- Source: Ventricular extrasystoles with syncopal episodes-perodactyly-Robin sequence syndrome
Ventricular extrasystoles with syncopal episodes-perodactyly-Robin sequence syndrome is a rare autosomal dominant genetic disorder characterized by cardiofaciodigital anomalies occurring alongside Pierre Robin sequence. Additional features include abnormal sense of smell, camptodactyly, recurrent joint dislocations, and short stature. Around 6 to 12 cases have been described in medical literature.
This condition has also been called heart-hand syndrome type 5.
Cases
This condition was first discovered in 1992 by Stoll et al, when they described 6 members belonging to a 3-generation French family. They had ventricular extrasystoles that presented itself with syncopal episodes associated with multifocal tachycardia, aplastic/hypoplastic distal phalanges of the toes (a phenomenon Stoll et al. described as perodactyly), Pierre Robin Sequence, a condition which causes symptoms such as glossoptosis, and down-slanting palpebral fissures (which Stoll et al. described as antimongoloid slanted). One instance of male-to-male transmission was seen in the family.
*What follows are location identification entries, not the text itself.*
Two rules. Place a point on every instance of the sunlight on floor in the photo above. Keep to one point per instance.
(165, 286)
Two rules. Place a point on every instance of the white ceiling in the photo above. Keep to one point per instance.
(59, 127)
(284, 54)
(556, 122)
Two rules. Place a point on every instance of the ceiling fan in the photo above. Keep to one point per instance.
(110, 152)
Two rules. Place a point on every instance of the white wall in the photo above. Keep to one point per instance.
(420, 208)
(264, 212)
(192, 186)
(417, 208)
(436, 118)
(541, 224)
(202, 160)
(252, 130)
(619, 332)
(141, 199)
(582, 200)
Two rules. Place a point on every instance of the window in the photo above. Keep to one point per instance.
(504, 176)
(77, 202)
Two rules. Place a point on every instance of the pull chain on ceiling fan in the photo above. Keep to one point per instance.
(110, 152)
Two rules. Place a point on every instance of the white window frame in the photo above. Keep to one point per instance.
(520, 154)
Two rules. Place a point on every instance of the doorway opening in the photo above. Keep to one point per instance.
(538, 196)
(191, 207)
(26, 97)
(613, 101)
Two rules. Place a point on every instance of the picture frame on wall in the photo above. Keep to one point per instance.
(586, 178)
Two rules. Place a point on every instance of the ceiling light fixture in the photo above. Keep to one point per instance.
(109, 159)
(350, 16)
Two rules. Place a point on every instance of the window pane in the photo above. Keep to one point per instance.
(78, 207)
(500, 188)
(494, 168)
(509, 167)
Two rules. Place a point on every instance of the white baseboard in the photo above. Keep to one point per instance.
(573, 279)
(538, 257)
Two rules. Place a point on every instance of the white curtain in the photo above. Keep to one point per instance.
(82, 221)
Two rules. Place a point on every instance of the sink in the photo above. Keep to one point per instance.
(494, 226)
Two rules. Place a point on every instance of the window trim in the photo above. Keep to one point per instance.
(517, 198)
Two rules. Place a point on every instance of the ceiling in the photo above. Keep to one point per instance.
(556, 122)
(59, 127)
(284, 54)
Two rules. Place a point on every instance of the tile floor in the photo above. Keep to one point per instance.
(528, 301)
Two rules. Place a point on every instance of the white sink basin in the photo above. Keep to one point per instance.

In 2008, Mercer et al. described 5 cases from 2 families. The first case was from a 7-year-old English girl who was brought to a doctor visit after she had a syncopal episode (also known as fainting) while swimming. Physical examination showed that she had similar symptoms to those shown by the French family reported by Stoll et al. The second to fifth cases were from 4 members of a 2-generation English family (a woman, her brother, and her two sons), alongside the typical symptoms of the syndrome, they also had other dysmorphic features such as a straight, pointy nose and prominent interphalangeal joints. Out of the 4 patients, 3 had hypodontia, 2 had multiple ventricular extrasystoles that weren't associated with syncopal episodes, 2 had microcephaly, the same 2 patients had a low anterior hairline, and the same 2 patients had mild learning difficulties. These last 2 cases (with microcephaly, low anterior hairline and learning difficulties) were from the brothers, they attended a special needs school. While the mother didn't have any learning difficulties and had average intelligence, she did report having had difficulties with school during her academic years. A follow-up on the family was reported by Pengelly et al in the year 2016: one of the 2 brothers went on to have a daughter who reportedly had additional multiple congenital anomalies/dysmorphic features which neither of the brothers had been reported of having, including agenesis of the first metacarpal, a mild form of developmental delay, speech delay, long philtrum, short nasal bridge, thin upper lip, epicanthic folds, radial agenesis of the right arm, thumb hypoplasia, and various benign septal defects (of the heart) which were deemed to be harmless. Genetic testing revealed that all 5 family members that had once been reported as having Stoll syndrome had a mutation in their TRIO gene, which indicated that they had a separate disorder known as autosomal dominant intellectual disability-44 with microcephaly
= Autosomal dominant intellectual disability-44 with microcephaly
=This is a condition with only around 25 cases described in medical history (including the previously mentioned family), it's characterized by mild intellectual disability and developmental delay, microcephaly, digital anomalies, and facial dysmorphisms. It is associated with heterozygous mutations in the TRIO gene.